On December 1, 2008 the Karasai district court Judge Shakirov informed the directors of the Krishna Society that the Karasai government had withdrawn its claim to invalidate the purpose of usage and demolition of the Temple and barn at the Krishna community in Kazakhstan.
From the beginning of the case, the Kazakh government failed to produce documentation requested by the court and the Krishna Society. Judge Shakirov expressed that he did not wish to rule on this case and openly requested the Karasai government to withdraw its case and establish an amicable settlement.
Independent observers from OSCE and the United Nations attended the hearings.
The Krishna Society now fears that the Kazakh government will develop a stronger case to complete the systematic destruction of the Krishna community in the Karasai District.
The directors of the Krishna Society met the deputy Hakim of Almaty province, S. Mukanov, and requested to use the land that they legally purchased in 2004.
Mukanov replied, "Three hundred percent we will never allow you to stay there. Developers have already made their plans for the area.” He suggested searching for 5 hectares of alternative land in the Iliysk district of Almaty province.
Since 2005, court procedures by the Kazakh government have resulted in the demolition of 26 homes of Hindu practitioners of the Krishna Society as well as the confiscation of the Society's 116 acre scenic property on the edge of Almaty city.

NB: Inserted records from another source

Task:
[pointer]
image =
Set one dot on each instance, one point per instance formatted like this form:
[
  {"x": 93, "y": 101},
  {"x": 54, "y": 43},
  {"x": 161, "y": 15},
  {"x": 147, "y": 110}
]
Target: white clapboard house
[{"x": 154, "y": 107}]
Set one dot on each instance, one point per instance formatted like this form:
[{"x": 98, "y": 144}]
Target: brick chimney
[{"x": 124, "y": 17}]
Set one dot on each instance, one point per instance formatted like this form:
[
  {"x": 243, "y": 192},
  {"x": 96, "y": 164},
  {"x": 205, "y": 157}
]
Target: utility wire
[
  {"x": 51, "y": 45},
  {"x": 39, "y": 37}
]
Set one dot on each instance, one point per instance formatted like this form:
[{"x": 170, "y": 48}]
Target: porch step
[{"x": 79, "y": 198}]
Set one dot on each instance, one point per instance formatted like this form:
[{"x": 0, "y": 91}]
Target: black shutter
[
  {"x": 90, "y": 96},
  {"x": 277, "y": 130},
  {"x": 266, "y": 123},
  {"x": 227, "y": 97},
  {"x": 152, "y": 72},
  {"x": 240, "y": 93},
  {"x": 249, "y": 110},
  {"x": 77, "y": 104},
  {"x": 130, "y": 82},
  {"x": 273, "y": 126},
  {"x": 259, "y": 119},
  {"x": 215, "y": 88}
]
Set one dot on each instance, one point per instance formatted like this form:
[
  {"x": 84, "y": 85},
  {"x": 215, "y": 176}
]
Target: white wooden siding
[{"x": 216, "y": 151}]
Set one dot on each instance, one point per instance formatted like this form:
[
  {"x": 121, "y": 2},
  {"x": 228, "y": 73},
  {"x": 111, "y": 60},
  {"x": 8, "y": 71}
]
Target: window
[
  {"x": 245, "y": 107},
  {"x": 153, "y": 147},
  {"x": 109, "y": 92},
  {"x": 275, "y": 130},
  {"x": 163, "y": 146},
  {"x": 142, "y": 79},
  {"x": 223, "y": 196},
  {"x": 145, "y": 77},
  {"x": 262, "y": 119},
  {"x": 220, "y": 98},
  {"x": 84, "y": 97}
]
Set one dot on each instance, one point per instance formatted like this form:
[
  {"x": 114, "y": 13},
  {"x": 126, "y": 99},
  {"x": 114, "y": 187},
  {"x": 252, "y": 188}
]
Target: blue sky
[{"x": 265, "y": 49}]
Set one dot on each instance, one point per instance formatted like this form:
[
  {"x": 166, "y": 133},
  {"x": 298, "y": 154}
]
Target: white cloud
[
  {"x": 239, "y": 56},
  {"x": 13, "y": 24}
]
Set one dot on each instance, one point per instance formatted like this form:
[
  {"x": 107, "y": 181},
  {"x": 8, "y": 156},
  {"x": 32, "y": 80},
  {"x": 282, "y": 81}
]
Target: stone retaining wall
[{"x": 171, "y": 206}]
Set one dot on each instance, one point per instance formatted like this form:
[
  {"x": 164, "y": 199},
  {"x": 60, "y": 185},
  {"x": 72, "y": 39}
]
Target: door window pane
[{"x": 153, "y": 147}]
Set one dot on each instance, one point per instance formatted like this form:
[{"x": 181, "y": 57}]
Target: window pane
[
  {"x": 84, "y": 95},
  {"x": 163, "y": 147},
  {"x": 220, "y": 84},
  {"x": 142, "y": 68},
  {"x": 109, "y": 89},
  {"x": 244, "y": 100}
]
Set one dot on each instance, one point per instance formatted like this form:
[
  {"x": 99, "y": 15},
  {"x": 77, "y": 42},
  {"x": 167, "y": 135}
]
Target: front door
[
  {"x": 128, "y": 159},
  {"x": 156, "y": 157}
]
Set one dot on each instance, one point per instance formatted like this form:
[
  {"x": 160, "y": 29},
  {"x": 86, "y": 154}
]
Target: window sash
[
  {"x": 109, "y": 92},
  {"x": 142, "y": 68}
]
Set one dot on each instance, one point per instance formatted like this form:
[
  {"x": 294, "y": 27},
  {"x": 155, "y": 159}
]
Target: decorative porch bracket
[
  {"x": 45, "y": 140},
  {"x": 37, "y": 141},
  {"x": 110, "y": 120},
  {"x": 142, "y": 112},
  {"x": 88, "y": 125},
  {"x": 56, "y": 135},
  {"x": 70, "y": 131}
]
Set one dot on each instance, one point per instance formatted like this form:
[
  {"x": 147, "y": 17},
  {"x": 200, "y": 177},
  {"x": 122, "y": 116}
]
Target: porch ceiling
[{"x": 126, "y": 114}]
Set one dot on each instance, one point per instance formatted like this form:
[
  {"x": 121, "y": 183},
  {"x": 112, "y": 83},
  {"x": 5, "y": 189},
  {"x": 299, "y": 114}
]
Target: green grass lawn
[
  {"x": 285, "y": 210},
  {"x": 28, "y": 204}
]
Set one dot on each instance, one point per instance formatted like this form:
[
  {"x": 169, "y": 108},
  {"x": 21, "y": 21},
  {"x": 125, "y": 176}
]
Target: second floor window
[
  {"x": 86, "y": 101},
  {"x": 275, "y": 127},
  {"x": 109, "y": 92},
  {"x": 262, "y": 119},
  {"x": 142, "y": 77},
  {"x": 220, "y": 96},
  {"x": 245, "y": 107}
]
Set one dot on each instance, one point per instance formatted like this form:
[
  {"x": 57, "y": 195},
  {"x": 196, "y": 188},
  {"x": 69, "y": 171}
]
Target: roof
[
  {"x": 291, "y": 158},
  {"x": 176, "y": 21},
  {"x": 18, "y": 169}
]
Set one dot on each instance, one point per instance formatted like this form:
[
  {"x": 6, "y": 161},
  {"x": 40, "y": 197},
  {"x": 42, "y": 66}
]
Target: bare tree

The property was transferred to the national land reserve for the purpose of resale without compensating the society.
The Krishna Society is registered at the address of their Temple. The forced eviction of the Society from this property would most likely result in the loss of the legal registration of the Society.
The conflict surrounding the Krishna Society is an example of the Kazakh government's desire to uphold its commitments to OSCE standards of freedom of religion and belief in light of its OSCE Chairmanship in 2010.